# "120/90mm BCD" ...wait, wut?



## Bob Ross (Apr 18, 2006)

So I bought the missus a 'cross bike (Cannondale CAADX 105 Disc) since she wanted something that could handle a little bit of dirt/gravel but mostly so she could ride in less-than-ideal weather, and also so she could have a dedicated commuter bike.

Since she has no intention of ever actually doing a cyclocross race, the stock gearing won't work for her; she wants to change the 46/36 chainrings to 50/34. [Edit: Or, at the very least change the inner chainring to 34, or 32, or 30.]
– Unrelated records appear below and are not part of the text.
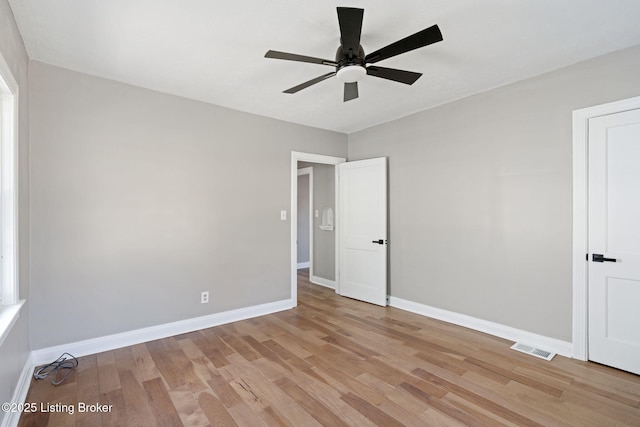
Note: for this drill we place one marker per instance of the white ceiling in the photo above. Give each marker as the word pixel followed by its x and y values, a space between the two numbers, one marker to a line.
pixel 213 51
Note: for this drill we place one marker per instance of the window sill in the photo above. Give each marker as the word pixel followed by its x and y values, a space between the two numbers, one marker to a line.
pixel 8 316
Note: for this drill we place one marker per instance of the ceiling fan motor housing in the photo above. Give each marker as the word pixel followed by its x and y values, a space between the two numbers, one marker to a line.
pixel 350 68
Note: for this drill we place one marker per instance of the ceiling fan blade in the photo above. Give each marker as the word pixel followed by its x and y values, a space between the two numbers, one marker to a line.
pixel 310 82
pixel 420 39
pixel 350 20
pixel 350 91
pixel 300 58
pixel 402 76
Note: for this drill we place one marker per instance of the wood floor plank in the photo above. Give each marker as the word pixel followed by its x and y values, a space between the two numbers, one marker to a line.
pixel 337 361
pixel 165 413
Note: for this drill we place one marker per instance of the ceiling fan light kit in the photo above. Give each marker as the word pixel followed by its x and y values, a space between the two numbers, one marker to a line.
pixel 351 73
pixel 351 64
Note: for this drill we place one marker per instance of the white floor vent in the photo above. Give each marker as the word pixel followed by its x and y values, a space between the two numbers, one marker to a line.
pixel 542 354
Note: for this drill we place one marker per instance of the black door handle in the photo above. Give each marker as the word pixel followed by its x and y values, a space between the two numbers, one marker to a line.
pixel 601 258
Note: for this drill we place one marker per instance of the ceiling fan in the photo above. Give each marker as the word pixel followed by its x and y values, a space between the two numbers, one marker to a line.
pixel 351 63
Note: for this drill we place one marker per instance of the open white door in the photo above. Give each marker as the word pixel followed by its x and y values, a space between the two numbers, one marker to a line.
pixel 614 240
pixel 362 230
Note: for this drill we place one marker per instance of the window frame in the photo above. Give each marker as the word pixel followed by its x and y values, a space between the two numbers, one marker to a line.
pixel 10 303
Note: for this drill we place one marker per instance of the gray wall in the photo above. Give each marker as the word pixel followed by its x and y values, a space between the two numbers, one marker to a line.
pixel 141 200
pixel 480 195
pixel 15 349
pixel 303 219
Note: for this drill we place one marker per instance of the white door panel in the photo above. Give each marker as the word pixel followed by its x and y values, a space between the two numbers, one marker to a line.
pixel 362 219
pixel 614 233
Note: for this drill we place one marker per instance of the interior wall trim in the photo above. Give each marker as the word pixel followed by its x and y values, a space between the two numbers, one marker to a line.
pixel 11 418
pixel 124 339
pixel 496 329
pixel 317 280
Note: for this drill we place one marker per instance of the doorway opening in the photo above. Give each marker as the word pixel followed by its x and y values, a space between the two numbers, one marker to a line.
pixel 319 265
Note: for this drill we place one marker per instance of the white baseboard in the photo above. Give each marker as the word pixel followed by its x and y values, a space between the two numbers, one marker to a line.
pixel 20 393
pixel 323 282
pixel 507 332
pixel 124 339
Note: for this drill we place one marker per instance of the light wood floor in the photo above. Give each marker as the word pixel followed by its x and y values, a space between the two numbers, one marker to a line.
pixel 334 361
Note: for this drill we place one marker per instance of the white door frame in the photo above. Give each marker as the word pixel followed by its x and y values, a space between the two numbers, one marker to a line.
pixel 312 158
pixel 580 216
pixel 309 172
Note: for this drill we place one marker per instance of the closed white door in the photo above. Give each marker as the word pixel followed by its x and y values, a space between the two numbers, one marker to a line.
pixel 362 230
pixel 614 240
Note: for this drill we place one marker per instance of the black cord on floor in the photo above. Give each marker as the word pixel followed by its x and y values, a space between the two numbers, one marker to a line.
pixel 61 367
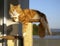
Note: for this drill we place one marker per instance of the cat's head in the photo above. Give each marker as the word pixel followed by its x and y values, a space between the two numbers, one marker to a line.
pixel 14 12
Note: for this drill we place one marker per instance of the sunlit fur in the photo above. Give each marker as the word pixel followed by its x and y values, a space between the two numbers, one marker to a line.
pixel 25 15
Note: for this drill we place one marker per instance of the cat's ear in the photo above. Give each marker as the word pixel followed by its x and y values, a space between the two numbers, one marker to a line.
pixel 11 5
pixel 19 5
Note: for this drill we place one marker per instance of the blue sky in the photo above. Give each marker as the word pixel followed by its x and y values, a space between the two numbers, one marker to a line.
pixel 49 7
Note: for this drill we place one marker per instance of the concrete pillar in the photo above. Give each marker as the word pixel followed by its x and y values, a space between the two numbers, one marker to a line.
pixel 28 39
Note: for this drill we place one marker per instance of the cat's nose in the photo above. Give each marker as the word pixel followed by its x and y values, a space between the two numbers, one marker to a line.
pixel 13 20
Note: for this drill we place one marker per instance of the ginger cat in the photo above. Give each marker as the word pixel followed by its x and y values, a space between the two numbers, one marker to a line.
pixel 28 15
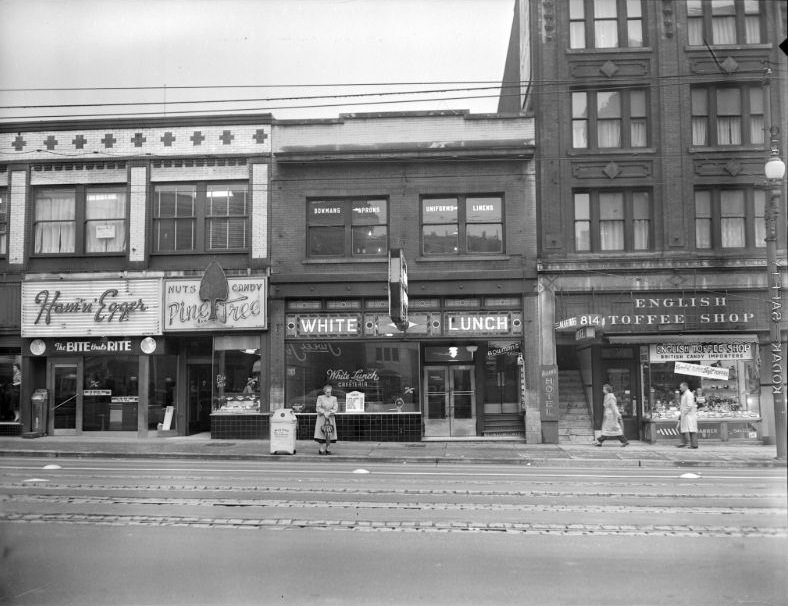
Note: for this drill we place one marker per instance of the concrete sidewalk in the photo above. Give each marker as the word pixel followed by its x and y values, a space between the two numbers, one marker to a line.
pixel 201 446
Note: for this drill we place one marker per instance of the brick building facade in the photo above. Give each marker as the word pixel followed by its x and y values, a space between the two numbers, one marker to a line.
pixel 653 127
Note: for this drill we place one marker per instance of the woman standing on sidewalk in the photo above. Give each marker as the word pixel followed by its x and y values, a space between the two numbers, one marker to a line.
pixel 611 422
pixel 688 418
pixel 326 425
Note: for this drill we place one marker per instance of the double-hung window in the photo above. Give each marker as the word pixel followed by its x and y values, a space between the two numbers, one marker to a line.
pixel 608 221
pixel 347 228
pixel 727 115
pixel 79 220
pixel 605 23
pixel 718 22
pixel 200 217
pixel 609 119
pixel 729 218
pixel 3 222
pixel 462 225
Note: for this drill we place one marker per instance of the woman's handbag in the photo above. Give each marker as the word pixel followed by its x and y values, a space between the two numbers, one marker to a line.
pixel 328 428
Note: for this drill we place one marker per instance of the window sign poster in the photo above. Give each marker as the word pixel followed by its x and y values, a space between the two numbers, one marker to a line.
pixel 105 232
pixel 354 401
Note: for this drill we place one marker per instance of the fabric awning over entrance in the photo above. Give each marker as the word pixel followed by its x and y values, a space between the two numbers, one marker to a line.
pixel 702 338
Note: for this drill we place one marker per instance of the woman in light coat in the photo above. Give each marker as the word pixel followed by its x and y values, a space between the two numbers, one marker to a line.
pixel 326 407
pixel 688 418
pixel 611 421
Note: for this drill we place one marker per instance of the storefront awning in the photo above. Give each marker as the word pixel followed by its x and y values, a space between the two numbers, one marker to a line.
pixel 694 338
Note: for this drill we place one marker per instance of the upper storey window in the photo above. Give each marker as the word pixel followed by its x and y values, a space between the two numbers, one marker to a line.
pixel 719 22
pixel 609 119
pixel 198 217
pixel 462 225
pixel 347 228
pixel 605 23
pixel 89 220
pixel 3 222
pixel 727 115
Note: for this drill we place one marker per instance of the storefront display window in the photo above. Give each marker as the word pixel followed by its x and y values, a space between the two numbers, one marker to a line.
pixel 236 372
pixel 161 388
pixel 9 393
pixel 724 378
pixel 385 374
pixel 110 393
pixel 501 376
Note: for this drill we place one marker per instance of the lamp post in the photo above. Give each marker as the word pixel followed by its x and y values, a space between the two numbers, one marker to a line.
pixel 775 171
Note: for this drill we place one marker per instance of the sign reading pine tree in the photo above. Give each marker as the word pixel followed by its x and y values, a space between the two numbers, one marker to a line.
pixel 214 287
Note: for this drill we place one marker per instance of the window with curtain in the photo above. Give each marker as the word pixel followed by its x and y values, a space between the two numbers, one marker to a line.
pixel 462 225
pixel 728 115
pixel 227 216
pixel 727 218
pixel 720 22
pixel 609 221
pixel 606 24
pixel 201 217
pixel 89 220
pixel 3 222
pixel 580 120
pixel 54 221
pixel 347 227
pixel 174 218
pixel 609 119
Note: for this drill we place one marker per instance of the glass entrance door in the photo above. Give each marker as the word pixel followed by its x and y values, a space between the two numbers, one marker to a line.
pixel 450 401
pixel 65 385
pixel 199 394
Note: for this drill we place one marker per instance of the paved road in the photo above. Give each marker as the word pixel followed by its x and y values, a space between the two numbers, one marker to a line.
pixel 172 531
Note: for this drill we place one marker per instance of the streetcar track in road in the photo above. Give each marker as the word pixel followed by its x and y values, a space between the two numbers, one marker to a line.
pixel 517 528
pixel 609 492
pixel 424 506
pixel 475 472
pixel 52 484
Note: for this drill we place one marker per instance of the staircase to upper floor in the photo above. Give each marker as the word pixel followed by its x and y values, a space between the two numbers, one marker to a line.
pixel 575 424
Okay, methinks, no big deal, I'll just buy the correct [sic] chainrings, raise the FD clamp a feww mm, swap out chainrings and badda-boom badda bing, Bob's yer uncle.

Then I looked closely at the crankset that came on the Cannondale, an FSA (Gossamer, I think?) with BB30: On the chainrings it says "120/90mm BCD"

Okay, either I'm a complete newb, or I'm completely crazy...what's the deal with two different numbers for the Bolt Circle Diameter? Is this some newfangled spec? As far as I can see there's only one set of bolts holding both chainrings to the crank. Is it 120mm or 90mm? (And fwiw there are only four bolts, in case that makes a difference.)

What do I need to specify to find alternate chainrings that are compatible with this crank? Or am I screwed?

Thanks.


----------



## Dan Gerous (Mar 28, 2005)

120 is the BCD for the big ring, 90 is the BCD for the small ring (bolts holding the big ring are almost hidden behind the small ring).

FSA seems to create 13 new BCD's each year for odd reasons... I'm not sure if anyone but FSA makes chainrings for this particular one but I have seen them in other sizes including Compact 50/34t but in theory, the 90 BCD would allow smaller rings than 34 to fit so maybe 32 or 30 exist.


----------